Eventually, by chance, De La Cruz runs into Don Felipe, who is played by Robert Campos. Don Felipe is a down-and-out boxing coach with a serious drinking problem who coached De La Cruz as a child at the Brownsville Boys & Girls Club.
“They both help each other turn their lives around because Don Felipe is a coach and an alcoholic. This guy is getting rejected. So he is kind of like, ‘Look, I can help you get a job. I have a friend who works here,’” Marie said. “And he’s (De La Cruz) like maybe you (Don Felipe) should turn your life around. I’m turning my life around. Maybe we can do something for each other.”
And so the story goes.
Marie said the entire movie was shot and cast in Brownsville.
“We shot at a local park, at the Boys & Girls Club and it was the coolest experience when we shot at the Cameron County Jail,” she said. “I got everyone involved on this, and so we started to film different places all over the city.”
Marie said Brownsville residents showed tremendous support and cooperation while the crew put the movie together, and she said many of the themes within the movie, are themes with which residents of the Rio Grande Valley are familiar.
“I tried to focus locally because a lot of people struggle. My family runs a business and we have hired people with criminal backgrounds. And it’s tough for them,” she said. “And they’re judged left and right because of that one mistake.
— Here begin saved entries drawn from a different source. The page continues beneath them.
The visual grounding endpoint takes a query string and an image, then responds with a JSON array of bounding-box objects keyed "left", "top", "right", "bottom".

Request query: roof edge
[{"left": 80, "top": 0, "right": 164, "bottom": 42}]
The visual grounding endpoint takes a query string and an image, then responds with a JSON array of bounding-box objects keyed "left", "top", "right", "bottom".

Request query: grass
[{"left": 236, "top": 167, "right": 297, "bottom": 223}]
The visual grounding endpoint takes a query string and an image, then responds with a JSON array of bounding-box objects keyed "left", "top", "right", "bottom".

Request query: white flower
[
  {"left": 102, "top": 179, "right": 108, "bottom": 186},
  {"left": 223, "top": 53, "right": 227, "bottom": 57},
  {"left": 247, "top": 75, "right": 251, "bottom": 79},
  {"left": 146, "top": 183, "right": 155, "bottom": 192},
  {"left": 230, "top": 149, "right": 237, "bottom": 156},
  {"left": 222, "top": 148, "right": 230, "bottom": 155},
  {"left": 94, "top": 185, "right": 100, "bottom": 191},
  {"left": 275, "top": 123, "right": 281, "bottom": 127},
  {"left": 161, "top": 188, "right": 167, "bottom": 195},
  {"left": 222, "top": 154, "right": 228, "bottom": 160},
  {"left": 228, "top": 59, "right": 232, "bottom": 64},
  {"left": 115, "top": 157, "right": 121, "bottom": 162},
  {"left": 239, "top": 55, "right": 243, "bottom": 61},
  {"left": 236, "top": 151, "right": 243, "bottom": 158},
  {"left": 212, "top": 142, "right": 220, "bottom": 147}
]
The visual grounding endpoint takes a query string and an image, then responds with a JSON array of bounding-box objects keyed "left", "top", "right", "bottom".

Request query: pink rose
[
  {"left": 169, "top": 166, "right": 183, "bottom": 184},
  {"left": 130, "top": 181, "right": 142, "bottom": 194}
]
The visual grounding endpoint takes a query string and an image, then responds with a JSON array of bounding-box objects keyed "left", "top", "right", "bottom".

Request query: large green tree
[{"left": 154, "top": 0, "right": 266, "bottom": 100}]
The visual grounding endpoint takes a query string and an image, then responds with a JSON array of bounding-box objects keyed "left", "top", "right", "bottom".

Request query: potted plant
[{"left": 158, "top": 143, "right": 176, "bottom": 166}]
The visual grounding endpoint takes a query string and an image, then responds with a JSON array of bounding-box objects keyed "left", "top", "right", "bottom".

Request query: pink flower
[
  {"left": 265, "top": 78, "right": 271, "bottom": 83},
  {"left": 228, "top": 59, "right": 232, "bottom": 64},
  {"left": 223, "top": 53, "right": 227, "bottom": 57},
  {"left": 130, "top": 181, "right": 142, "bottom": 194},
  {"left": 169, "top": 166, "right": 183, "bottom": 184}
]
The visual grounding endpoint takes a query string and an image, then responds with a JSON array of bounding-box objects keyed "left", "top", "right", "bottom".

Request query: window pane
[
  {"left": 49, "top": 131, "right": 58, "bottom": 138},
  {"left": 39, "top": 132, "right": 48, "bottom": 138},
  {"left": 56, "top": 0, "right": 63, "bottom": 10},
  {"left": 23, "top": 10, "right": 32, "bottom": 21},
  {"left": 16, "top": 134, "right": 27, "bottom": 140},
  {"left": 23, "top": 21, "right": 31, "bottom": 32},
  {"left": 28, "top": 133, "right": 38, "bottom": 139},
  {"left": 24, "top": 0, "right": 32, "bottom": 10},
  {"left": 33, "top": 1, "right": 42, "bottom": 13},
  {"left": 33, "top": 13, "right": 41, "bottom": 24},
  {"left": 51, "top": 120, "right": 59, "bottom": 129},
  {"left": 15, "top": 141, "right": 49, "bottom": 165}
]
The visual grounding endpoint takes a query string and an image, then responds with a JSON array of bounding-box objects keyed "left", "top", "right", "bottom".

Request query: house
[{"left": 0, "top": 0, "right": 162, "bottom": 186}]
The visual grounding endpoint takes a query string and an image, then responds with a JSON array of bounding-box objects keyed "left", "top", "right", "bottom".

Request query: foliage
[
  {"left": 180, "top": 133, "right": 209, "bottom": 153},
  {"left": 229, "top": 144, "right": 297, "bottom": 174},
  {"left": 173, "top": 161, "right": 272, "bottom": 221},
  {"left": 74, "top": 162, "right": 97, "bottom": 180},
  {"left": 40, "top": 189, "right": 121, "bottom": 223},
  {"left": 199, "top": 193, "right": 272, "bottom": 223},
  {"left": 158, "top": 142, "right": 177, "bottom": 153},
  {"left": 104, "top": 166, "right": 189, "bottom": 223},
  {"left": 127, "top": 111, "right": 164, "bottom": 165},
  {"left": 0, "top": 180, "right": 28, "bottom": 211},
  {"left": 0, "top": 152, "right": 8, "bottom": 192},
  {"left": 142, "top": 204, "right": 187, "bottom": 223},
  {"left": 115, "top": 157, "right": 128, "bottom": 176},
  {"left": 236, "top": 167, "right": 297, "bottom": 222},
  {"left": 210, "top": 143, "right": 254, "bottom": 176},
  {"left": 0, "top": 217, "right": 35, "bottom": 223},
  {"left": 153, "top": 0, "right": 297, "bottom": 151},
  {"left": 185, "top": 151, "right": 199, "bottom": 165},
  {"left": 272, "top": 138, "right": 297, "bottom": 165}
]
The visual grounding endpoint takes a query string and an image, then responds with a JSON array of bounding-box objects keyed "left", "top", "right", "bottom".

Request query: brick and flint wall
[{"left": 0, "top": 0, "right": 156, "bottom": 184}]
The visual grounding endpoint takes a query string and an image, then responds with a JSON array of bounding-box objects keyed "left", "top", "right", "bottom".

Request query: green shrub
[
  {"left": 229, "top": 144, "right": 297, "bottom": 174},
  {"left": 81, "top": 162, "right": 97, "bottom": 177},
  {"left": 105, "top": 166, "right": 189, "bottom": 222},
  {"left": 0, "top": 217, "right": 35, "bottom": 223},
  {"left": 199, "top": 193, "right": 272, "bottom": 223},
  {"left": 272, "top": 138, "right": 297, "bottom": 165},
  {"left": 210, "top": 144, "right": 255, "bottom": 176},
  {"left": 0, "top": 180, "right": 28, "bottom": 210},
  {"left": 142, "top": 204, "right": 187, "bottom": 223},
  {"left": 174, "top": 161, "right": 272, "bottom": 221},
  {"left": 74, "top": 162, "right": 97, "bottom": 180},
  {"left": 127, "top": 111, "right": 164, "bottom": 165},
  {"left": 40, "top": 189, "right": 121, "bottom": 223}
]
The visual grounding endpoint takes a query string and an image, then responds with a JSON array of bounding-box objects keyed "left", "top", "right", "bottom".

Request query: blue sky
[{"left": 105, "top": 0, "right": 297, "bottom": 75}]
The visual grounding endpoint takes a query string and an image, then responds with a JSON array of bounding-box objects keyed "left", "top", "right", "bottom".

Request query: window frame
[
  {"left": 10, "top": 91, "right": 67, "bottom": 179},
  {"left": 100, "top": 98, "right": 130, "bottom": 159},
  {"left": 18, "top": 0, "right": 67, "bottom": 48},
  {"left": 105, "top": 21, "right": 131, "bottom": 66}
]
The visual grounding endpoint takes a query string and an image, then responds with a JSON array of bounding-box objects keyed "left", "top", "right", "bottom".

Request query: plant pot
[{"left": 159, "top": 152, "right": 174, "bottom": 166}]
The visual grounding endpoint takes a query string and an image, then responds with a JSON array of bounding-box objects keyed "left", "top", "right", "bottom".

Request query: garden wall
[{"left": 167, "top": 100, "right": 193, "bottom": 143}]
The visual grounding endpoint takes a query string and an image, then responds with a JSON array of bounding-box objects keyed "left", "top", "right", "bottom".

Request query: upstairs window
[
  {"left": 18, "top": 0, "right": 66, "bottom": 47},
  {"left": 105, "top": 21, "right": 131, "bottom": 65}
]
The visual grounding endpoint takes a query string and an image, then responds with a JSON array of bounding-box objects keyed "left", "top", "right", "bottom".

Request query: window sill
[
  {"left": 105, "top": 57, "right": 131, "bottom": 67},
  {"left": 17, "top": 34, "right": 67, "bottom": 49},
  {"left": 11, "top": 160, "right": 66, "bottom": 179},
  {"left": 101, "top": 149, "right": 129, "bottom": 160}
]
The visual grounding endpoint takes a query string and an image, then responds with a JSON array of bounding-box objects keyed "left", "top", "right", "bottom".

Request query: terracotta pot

So this is a movie about faith and second chances.”
Marie said her family and friends took part in a private showing of the movie this weekend, but added that in January there will be a public viewing.
The movie is a little more than an hour long, and she is currently working with a friend in California to cut it down to 20 to 25 minutes so she can enter it in short film competitions.
Marie said the effort wouldn’t have been possible without the help of numerous Brownsville residents, friends and family.
“I am extremely thankful for my family and all my close friends. They supported me from the beginning,” she said. “The doors are opening.”